Résumé de la décision
Le 24 janvier 2018, la Cour de cassation a déclaré irrecevable le pourvoi formé par M. Thibault X..., agissant en son nom personnel et en qualité d'héritier de Mme Claude Y..., contre une ordonnance du premier président de la cour d'appel de Toulouse. Cette ordonnance avait rejeté une demande d'autorisation de relever appel d'une décision d'un juge de la mise en état ordonnant une expertise.

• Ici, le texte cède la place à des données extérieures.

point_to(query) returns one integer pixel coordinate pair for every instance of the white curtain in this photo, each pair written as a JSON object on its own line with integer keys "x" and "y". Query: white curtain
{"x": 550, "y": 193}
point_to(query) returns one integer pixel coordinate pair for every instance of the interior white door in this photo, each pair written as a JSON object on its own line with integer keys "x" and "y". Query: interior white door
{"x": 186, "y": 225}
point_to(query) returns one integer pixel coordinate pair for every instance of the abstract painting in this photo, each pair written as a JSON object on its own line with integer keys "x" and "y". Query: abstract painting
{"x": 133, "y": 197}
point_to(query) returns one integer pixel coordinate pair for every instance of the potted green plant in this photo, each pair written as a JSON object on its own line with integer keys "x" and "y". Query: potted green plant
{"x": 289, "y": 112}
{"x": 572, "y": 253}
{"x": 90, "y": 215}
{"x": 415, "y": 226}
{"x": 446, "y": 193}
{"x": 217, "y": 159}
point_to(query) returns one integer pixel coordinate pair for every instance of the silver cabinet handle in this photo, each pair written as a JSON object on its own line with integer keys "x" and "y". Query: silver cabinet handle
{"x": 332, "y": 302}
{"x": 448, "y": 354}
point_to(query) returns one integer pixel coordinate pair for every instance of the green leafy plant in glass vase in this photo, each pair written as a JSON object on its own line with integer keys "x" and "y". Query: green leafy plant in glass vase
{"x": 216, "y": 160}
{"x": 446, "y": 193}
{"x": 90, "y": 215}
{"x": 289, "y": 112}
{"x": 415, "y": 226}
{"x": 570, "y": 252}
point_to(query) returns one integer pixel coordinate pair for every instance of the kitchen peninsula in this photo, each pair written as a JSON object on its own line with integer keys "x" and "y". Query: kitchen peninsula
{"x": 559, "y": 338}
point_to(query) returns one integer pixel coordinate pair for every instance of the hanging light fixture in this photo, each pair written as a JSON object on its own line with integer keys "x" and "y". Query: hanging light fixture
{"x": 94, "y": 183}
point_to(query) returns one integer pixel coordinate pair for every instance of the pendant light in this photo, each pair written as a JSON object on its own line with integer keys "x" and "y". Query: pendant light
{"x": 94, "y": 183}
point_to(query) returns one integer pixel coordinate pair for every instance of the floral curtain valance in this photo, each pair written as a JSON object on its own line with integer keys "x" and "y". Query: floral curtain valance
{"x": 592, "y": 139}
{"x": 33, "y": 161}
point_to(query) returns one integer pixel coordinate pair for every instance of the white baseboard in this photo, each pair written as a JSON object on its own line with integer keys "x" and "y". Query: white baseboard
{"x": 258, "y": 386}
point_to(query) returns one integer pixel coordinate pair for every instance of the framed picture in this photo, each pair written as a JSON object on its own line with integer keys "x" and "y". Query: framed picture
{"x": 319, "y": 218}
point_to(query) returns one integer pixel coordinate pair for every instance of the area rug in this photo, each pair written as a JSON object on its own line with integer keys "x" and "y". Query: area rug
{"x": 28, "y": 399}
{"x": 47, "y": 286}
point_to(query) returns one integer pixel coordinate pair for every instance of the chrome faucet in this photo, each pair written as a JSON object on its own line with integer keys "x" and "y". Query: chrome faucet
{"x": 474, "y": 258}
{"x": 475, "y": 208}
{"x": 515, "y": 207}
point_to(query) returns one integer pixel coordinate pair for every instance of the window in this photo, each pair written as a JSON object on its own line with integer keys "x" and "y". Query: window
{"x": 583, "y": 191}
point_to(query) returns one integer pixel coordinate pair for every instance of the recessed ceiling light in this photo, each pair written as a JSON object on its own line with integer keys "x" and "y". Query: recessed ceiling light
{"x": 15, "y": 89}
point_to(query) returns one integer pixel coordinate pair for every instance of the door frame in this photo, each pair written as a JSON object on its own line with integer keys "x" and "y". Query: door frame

La Cour a précisé que ce type d'ordonnance ne peut pas être contesté par un pourvoi, sauf en cas d'excès de pouvoir, ce que le pourvoi n'a pas démontré.
Arguments pertinents
1. Irrecevabilité du pourvoi : La décision explique que, selon les articles du code de procédure civile, l'ordonnance rendue par le premier président sur une demande d'autorisation de relever appel d'une décision du juge de la mise en état ne peut pas faire l'objet d'un pourvoi. Ainsi, la Cour rappelle : "il résulte que l'ordonnance par laquelle le premier président d'une cour d'appel statue sur la demande d'autorisation de relever appel (...) ne peut être frappée d'un pourvoi".
2. Absence d'excès de pouvoir : La Cour précise que la simple violation du principe de la contradiction ne constitue pas un excès de pouvoir applicable à la situation. Le pourvoi, qui invoquait ce grief, n’était donc pas recevable.
Interprétations et citations légales
Les textes de loi interprétés dans cette décision incluent :
- Code de procédure civile - Article 272 : Cet article stipule que les décisions du premier président peuvent être contestées dans certaines situations strictement définies, sans inclure les ordonnances concernant l'autorisation de relever appel d'une décision d'expertise.
- Code de procédure civile - Article 776 : Cet article renforce la même idée que les recours contre les décisions de mise en état ne peuvent être déployés que dans des conditions exceptionnelles, non applicables ici.
La Cour de cassation a clairement établi que le pourvoi ne saurait prospérer, affirmant : "Attendu que ne constitue pas un excès de pouvoir la violation du principe de la contradiction". Cette formulation souligne que le non-respect d'un principe procédural, tout en étant relevant d'un débat judiciaire, ne constitue pas en soi un motif suffisant pour interjeter appel contre les décisions en matière de mise en état.
Ainsi, cet arrêt souligne la rigueur des règles de recevabilité dans la procédure civile, en limitant les voies de recours disponibles pour assurer une certaine fluidité et efficacité dans le traitement des affaires, en particulier concernant les mesures d'expertise ordonnées par les juges de la mise en état.